Ce 08.07.2008
Ils ont attaqué des dizaines de sites, dont celui du ministère de la Santé, modifiant leur apparence. De la prison ferme a été requise contre l'un d'entre eux. Jeudi et vendredi dernier, les 3 et 4 juillet, onze pirates informatiques français âgés de 18 à 29 ans ont comparu devant la douzième chambre du tribunal correctionnel de Paris pour avoir modifié l'apparence - ou « défacé », selon le jargon de ce milieu - des pages de plusieurs sites Internet. Parmi leurs cibles se trouvaient ceux du ministère de la Santé et du tribunal de grande instance de Paris.
La justice leur reproche de s'être introduits frauduleusement dans un système informatique et d'en avoir modifié ou supprimé des données. Des peines de prison fermes et avec sursis et des heures de travaux d'intérêt général (TIG) ont été requises pour les uns et les autres.
Tout a débuté au début de 2005. Une bande de « copains » du Web s'amusent à modifier des sites Internet, afin de montrer leurs compétences informatiques. Pas de « petits génies » en vue ici, les prévenus ne faisaient qu'exploiter des vulnérabilités classiques, diffusées sur des forums en ligne.
A cette époque, d'ailleurs, des dizaines de sites Internet français sont la cible de pirates situés aux quatre coins du globe : citons les universités de Montpellier, Paris VIII, Caen, Lyon III, Avignon, Lille, Valenciennes, Marseille, l'Insa, l'Institut catholique de Paris, ainsi que des Mairies, les ministères de l'Agriculture et de l'Enseignement ou encore la préfecture du Calvados. Autant dire que les onze pirates français jugés n'avaient rien d'exceptionnel, malgré ce qu'ont pu en dire leurs avocats...
En avril 2005, les choses s'accélèrent, du fait d'un conflit entre certains membres du groupe et d'autres « défaceurs ». Pour prouver leur « savoir-faire », les onze s'attaquent aux sites du groupe de casinos Partouche, de l'école HEC, de la chaîne de restaurants Hippopotamus ou encore à deux serveurs Internet du tribunal de grande instance de Paris, tgi-paris.justice.fr et ca-paris.justice.fr, hébergés par le ministère de la Justice.
Un informaticien ayant travaillé pour la Police nationale... Les sites sont « défacés » par un groupe qui se fait appeler, à l'époque, « D1G1T4L-K1D gr0uP ». Certains des pirates qui ont comparu devant les juges en sont les instigateurs. A la place des pages officielles, ils diffusent un règlement de compte en bonne et du forme : pour prouver leur suprématie, ils mettent en ligne l'identité de « concurrents », avec noms, adresses, numéros de téléphone et photographies.

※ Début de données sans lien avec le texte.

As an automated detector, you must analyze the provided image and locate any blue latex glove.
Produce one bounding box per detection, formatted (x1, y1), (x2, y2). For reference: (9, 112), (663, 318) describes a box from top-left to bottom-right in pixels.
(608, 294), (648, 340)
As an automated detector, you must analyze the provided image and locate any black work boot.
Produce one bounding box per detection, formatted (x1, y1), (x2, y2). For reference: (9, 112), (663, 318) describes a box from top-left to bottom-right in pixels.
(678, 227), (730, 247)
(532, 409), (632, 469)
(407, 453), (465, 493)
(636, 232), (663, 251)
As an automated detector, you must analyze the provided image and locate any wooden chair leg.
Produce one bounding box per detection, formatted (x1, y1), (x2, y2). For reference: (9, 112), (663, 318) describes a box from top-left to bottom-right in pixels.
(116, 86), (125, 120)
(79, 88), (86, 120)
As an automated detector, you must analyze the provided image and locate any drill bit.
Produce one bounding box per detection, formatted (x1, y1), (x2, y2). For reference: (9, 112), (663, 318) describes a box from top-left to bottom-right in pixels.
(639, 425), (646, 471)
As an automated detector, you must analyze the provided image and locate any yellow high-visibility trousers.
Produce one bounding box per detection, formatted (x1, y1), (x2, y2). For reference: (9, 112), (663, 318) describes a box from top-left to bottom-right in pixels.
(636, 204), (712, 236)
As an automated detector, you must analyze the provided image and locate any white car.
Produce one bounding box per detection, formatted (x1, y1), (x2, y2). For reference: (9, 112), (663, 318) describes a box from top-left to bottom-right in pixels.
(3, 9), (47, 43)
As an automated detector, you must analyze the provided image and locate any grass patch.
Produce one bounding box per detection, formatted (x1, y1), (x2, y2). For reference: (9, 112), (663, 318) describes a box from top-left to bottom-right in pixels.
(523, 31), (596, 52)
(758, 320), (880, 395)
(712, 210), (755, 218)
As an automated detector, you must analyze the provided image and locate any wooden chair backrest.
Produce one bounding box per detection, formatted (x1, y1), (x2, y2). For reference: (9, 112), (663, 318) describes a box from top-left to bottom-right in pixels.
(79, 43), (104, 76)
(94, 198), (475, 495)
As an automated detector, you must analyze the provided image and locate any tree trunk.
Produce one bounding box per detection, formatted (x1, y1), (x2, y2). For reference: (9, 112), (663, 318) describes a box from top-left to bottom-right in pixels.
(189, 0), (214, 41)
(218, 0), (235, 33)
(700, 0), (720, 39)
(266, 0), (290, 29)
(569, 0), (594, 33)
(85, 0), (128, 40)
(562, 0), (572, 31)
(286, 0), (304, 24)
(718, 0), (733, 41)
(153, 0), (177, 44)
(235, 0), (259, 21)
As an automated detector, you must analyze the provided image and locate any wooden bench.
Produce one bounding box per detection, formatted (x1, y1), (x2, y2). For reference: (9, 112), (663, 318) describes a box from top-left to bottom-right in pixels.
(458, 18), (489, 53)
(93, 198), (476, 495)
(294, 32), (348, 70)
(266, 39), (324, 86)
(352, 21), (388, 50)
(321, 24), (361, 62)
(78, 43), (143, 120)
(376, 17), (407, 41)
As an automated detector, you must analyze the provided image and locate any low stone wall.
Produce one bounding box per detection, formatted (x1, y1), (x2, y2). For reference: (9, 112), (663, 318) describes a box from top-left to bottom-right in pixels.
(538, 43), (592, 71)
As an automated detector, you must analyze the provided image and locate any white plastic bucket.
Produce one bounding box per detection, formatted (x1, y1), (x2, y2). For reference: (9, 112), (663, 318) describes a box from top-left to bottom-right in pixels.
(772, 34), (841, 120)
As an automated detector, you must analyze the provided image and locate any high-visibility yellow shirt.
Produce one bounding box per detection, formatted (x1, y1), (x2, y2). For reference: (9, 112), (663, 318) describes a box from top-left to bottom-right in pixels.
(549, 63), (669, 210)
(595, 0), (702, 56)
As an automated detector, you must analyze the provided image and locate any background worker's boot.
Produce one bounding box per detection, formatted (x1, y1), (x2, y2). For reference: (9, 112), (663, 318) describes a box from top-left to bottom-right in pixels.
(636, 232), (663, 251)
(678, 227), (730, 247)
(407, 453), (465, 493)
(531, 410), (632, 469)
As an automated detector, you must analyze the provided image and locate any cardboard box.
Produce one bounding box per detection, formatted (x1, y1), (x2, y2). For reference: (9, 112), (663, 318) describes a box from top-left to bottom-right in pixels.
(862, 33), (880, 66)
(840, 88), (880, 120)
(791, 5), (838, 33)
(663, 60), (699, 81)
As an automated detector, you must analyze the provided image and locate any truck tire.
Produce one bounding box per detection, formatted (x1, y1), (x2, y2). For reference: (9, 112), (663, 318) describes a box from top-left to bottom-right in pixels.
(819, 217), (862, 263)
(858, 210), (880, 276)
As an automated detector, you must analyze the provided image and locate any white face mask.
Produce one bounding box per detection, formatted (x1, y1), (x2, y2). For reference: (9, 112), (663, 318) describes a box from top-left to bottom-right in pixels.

Trois d'entre eux s'amusent sur le site du ministère de la Santé, en affichant le 2 février : « Le cannabis, j'en ai fumé. Je préconise une prise intensive, au minimum deux fois par jour, pour essayer de se sentir bien dans un monde dirigé par nos chers technocrates. » Autant dire que le ministère n'apprécie l'humour, surtout que l'un de ses serveurs (drogues.gouv.fr) avait déjà été visité le 31 janvier 2005 par un pirate du nom de NoPh0BiA. Il porte plainte, comme d'autres sites victimes.
En remontant la trace des onze pirates, les policiers découvrent avec surprise que l'un d'eux est un informaticien de 25 ans qui a travaillé pour... la Police nationale ! Le procureur de la République, Christine Le Guellec, a mis en avant l'encouragement « à la consommation de cannabis » et demandé quatre mois de prison, dont deux ferme, pour cet ancien développeur. Ses deux complices risquent quatre mois de prison avec sursis et une forte amende. Les huit autres complices risquent des heures de travaux d'intérêt général. Le jugement a été mis en délibéré, à une date inconnue pour le moment.